Dickens nodded. “And if all this is related to the threat—or promise—made to you at your counting-house, that three more would die, then you . . . you're right. There's something there, but it doesn't all fit properly. Not yet. I say that we should—”

The bells above the pub's front door jangled and a red-nosed newspaper boy rushed in with a cloud of swirling snowflakes holding up a late edition. “Humbug Killer strikes! George Sunderland drowned! Beloved businessman murdered! Suspect behind bars! Hang him now, cries the public! Read all about it!”

The lad was crushed by enthusiasts who stripped him of every paper he held. Moments later, he left with coins jingling in his pocket.

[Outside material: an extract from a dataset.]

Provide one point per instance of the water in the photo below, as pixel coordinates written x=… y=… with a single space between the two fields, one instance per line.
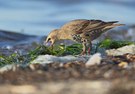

Dickens snatched up a newspaper and had more spiced rum as he skimmed the front page.

“The Humbug Killer. They already have a name for him.” Dickens sighed. “Well, Scrooge, the public doesn't know about your connection to Sunderland just yet, and all mention of Shen, Nellie Pearl, and Lord Rutledge being at Fezziwig's this morning—with you, Sunderland, and Miss Owen—has not been reported, either. Let me get you in front of this. We need to know what Sunderland feared Fezziwig might have on him, and what better way than to link you to the man in the minds of the public at large, eh? That way, when you ask questions, doors aplenty will be opened ahead of time. Otherwise, as we both know, less scrupulous types than me will simply make it all up.”